Japan had no style. They had only uniforms and guidelines for what to wear, rigidly structured by social class, and enforceable by law.
In 1947, Japan was introduced to jazz and rock and roll for the first time on GI radio. Tall, healthy American soldiers strolled inland from naval ports in blue jeans. It was a stark contrast to the post-war depression and it was a window into a freedom and energy that the archipelago had never known - a confidence that many craved to emulate.
Pairs of denim jeans began appearing at black market stalls. It was the beginning of Japan’s obsession.
By the 50’s and 60’s, Japan was importing denim to resell. Homegrown Japanese denim manufacturers sprung up, emulating western styles with labels like Big John and Edwin. But Levi’s were the most coveted. The real deal.
But starting in the late 60’s, American manufacturing began to move overseas and the quality suffered. The general American consumer, happy with the low price tag was unaware, but the Japanese began to notice.
By the 80’s, there was an unseen army of Japanese collectors scouring flea markets, thrift stores, and rummage sales for 50’s and 60’s denim. Armed with denim field guides, millions of pairs were quietly shipped back to Japan and sold in boutique vintage shops, reaching an unsustainable fervor - pairs routinely pulling in thousands of dollars apiece.
Seeing the change on the horizon, a small society of these vintage denim enthusiasts in and around Osaka got together to discuss the future. The rest of the world was catching on, the flea markets were picked over, and the deep pockets had reached their bottom. The vintage bubble was about to burst, but that change also brought an opportunity.
Nowhere in the world were jeans being produced in the once meaningful way they had been.
Together, the group of men sought to produce denim on their own - a new product, a Japanese product, but one that honored the American heritage of blue jeans - built to last and worn for life.
The brands that emerged are the Osaka 5 - the vanguard of the revitalization of selvedge denim.
One of those men is Mikiharu Tsujita. Having previously worked at Lapine (with Mr. Yamane of Evisu), he wanted to go in a different direction than the rest and in 1992 started Full Count to pursue it. While Evisu developed into a fashion brand and other Osaka 5 members dove deep into the archives of workwear, Tsujita’s interest remained in the decade that married the Machine Age with old world craftsmanship - the period when denim transitioned from its workwear roots to the blue uniform of rebel culture.
Taking to the design table his collection of Levi’s 501XX (1947-1953) leather patch classics, Tsujita determined to figure them out. What was it that made them so much better?

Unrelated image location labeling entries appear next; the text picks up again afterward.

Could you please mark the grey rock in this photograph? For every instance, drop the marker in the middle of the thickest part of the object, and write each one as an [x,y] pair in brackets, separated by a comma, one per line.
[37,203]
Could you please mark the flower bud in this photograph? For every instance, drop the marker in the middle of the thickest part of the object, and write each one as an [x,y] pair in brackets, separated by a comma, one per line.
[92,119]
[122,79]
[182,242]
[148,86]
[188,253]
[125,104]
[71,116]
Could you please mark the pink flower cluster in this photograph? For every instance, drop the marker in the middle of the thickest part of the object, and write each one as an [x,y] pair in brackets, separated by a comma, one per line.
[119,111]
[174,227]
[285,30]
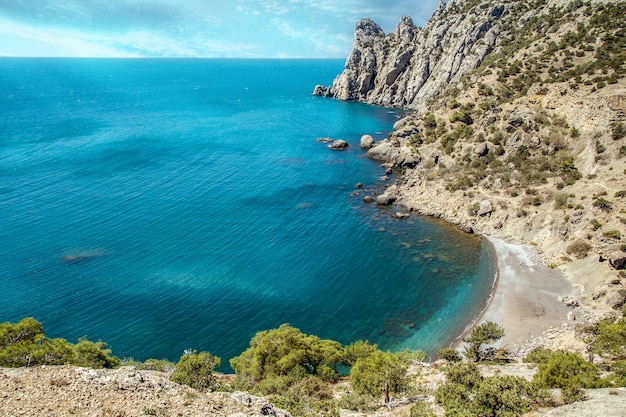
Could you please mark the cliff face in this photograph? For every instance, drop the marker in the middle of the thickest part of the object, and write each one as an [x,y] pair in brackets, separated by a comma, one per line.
[406,67]
[519,130]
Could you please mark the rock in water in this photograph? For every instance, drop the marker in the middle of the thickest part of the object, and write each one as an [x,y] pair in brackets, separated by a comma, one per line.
[408,66]
[367,142]
[339,145]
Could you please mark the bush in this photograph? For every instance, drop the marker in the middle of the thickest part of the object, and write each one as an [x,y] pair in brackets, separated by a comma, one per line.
[485,333]
[422,409]
[278,351]
[538,355]
[25,344]
[608,338]
[560,201]
[382,374]
[618,130]
[567,370]
[450,354]
[578,248]
[602,204]
[94,355]
[196,370]
[612,234]
[308,396]
[467,393]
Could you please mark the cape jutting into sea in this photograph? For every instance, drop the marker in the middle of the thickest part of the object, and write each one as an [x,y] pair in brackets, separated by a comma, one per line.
[163,205]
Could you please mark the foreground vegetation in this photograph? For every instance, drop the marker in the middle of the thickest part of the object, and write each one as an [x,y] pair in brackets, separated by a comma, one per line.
[309,376]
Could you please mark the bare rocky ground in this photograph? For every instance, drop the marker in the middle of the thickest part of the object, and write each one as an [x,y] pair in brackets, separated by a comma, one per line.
[58,391]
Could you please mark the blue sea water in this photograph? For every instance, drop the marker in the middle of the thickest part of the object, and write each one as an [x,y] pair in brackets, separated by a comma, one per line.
[161,205]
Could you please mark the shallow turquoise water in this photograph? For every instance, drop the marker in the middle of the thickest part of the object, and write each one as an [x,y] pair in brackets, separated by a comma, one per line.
[161,205]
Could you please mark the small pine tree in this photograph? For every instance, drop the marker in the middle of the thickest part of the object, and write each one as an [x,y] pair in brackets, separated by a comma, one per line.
[196,370]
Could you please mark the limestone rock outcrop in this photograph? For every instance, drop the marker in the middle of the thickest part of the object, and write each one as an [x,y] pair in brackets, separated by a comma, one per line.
[406,67]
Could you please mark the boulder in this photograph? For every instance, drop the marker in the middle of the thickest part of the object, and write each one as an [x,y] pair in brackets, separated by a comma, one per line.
[400,156]
[339,145]
[485,208]
[617,260]
[385,199]
[367,142]
[481,149]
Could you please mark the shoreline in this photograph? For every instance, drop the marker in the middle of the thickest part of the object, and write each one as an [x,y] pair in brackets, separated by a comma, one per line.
[526,300]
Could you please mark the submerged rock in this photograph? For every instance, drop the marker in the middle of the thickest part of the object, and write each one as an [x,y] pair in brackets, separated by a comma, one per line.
[339,145]
[367,142]
[385,199]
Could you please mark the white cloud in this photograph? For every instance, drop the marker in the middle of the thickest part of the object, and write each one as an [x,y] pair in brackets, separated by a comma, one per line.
[207,28]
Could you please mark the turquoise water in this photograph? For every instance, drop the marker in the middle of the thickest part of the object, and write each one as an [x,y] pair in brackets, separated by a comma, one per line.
[161,205]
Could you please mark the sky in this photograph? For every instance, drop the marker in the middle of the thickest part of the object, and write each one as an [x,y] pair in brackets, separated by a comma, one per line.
[195,28]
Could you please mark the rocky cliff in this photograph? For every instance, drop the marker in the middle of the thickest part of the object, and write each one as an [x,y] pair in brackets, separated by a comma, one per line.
[405,68]
[518,130]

Importing one of the original shuttle looms used by Levi’s in the 60’s solved the problem of correcting the weave, but the magic formula was in the cotton fibers themselves. The significant rise of industrial harvesters in the 50’s had shortened the fiber staples and introduced imperfections that resulted in flatter, weaker jeans with less life. Full Count sought only the original merit.
To solve this, Tsujita scoured the globe and discovered a cotton industry in Zimbabwe, still picked by hand, that preserved the integrity of the fiber. The cotton is very similar to 1940’s American cotton and produces a soft, yet sturdy hand.
Full Count was one of the pioneers to introduce Zimbabwe cotton to the industry, a revolution in the heritage market that is used commonly today. Because the fiber length is thin and long, it is possible to make a more durable, uneven thread with little margin at the seams. The yarn’s clearance leads to a lightness and stretch that’s like a second skin and wicks moisture away.
While most jeans use polyester threads at the seams, Full Count uses only cotton, fading with the jeans. A total of twelve different kinds of yarn are used for each pair to ensure unrivaled durability and comfort. Not pre-shrunk, Full Count jeans are worn-in to individual perfection.
These are jeans that honor the the culture and construction of America’s heritage blue gold.